You can’t open a government trade publication these days without bumping into some article about Edward Snowden, and not just US focused publications. His story has had global coverage. There is no doubt his actions are forcing change, for better or worse, within governments around the world.
Just this morning, as I was perusing through various articles, I came across the latest submission in FCW entitled “Agencies pay for public distrust in post-Snowden era”. Because I’m personally interested this topic, I decide to dive in, thinking I’m going to be reading more about the impacts and ramifications to the Intelligence Community (IC). However, from the very first paragraph, it was obvious this was not about the IC, rather, it was about cyber security, with insights gleaned from ACT-IAC’s 2014 Cybersecurity Forum. I was curious where this was heading, so I read the rest of the article. For the most part, it went on to discuss the importance of cyber security efforts within the Federal government, all of which made sense.
However after a bit of reflection, I started to wonder, is Snowden the real reason citizens are reluctant to provide personally identifiable information (PII) or is he being used as a timely and convenient excuse? No doubt, the Snowden situation has heightened the public’s awareness of the collection capabilities of the NSA, I’ll not dispute that, however, I’m not convinced his “revelations” are the driving factor for the public’s hesitancy to share with government. Perhaps it is a legitimate driver in limiting the public’s willingness to share PII (or anything else for that matter) on the Internet with anyone, but, not government specifically.

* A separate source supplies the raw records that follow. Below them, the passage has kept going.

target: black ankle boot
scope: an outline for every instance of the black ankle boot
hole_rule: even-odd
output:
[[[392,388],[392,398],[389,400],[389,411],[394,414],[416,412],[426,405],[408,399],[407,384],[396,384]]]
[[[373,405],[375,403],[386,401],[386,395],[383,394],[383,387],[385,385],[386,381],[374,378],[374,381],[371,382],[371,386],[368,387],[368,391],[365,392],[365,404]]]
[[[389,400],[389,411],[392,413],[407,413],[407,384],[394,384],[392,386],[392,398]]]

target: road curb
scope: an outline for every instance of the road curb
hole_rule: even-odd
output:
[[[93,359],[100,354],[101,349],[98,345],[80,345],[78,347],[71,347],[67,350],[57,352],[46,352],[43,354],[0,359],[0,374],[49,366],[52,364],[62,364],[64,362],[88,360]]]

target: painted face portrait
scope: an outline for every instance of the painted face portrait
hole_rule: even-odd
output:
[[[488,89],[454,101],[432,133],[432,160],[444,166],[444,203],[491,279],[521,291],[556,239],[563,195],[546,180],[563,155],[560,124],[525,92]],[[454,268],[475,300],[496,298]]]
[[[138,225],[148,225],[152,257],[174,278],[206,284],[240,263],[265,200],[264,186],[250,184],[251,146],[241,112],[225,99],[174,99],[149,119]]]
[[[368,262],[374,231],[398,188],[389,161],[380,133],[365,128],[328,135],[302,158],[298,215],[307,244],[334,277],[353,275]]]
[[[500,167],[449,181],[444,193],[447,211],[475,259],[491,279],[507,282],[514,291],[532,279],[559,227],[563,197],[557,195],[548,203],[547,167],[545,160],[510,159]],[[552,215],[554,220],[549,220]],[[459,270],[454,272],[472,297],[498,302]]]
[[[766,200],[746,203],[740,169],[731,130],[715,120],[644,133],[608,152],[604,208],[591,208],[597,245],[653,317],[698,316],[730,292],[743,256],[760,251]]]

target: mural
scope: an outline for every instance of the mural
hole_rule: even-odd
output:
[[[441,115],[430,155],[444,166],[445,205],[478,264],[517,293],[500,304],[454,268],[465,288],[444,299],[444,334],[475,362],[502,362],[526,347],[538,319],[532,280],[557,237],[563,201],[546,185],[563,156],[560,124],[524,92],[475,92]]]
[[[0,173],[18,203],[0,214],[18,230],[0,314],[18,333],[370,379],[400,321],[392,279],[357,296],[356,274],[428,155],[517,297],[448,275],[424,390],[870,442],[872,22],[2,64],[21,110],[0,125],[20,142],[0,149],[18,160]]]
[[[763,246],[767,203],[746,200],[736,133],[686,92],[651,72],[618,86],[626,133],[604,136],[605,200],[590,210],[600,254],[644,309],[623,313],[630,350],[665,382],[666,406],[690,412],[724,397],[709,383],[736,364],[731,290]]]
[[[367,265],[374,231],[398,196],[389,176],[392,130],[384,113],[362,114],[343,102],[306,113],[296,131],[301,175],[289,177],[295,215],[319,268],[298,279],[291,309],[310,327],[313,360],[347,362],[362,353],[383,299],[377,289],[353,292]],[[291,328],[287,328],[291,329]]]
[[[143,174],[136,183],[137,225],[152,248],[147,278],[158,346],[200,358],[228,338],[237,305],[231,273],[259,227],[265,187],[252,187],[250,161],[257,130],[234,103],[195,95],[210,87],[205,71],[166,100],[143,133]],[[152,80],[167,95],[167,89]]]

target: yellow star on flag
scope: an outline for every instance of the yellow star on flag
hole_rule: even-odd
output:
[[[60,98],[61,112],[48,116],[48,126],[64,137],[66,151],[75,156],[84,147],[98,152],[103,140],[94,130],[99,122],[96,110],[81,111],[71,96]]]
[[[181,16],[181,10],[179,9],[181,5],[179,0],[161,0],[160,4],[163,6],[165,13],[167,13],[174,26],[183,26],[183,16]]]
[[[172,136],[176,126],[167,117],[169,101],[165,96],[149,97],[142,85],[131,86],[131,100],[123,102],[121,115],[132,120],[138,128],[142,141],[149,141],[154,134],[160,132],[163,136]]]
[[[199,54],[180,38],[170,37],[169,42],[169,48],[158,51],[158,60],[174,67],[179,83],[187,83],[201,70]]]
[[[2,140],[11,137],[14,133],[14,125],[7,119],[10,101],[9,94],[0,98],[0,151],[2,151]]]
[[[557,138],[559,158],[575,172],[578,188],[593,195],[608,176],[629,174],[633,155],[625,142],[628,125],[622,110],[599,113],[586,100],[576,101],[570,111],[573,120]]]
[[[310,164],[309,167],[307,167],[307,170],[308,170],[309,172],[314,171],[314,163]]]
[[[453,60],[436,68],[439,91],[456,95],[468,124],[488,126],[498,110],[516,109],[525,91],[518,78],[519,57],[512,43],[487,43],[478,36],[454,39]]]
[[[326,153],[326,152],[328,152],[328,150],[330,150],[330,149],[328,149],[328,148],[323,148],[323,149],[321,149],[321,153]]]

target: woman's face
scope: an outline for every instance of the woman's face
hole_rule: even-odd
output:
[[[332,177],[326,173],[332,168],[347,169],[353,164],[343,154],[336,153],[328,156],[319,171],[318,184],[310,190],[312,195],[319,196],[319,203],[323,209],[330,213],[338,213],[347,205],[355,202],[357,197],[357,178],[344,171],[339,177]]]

I’d like to offer a somewhat different culprit. I assert the more significant driver to the reluctance to share PII is the growing number of successful cyber-attacks on both public AND private entities. Everywhere you look, organizations are taking fire from cyber-attackers and far too often, the attackers are winning. This is not a result of anything Edward Snowden revealed, these successful attacks are the result of increasingly capable attackers combined with over-burdened, typically under-funded defenders.
While I’m not necessarily advocating a blind eye should be turned to the privacy concerns being raised based on the alleged capabilities and actions of the NSA, I am suggesting perhaps the greater enemy, the more immediate threat within the context of protecting PII is coming from the criminal community, not the IC. To me, it’s a matter of possible versus probable. It is possible the IC could do something nefarious with PII, but not necessarily probable. That community generally has bigger fish to fry. However, without a doubt, it is probable, if not guaranteed, that the criminal community will do something nasty with any PII it can get its hands on.
In my long years of experience, I’ve found it’s generally best to focus more on the probable and give the possible time to work itself out. More often than not, the possible proves to be an edge case and fades away on its own. While we are all getting wrapped around the axle of what the NSA might do, we are being robbed blind by criminals who know exactly what they are going to do.
So, it’s all because of Snowden? I don’t think so.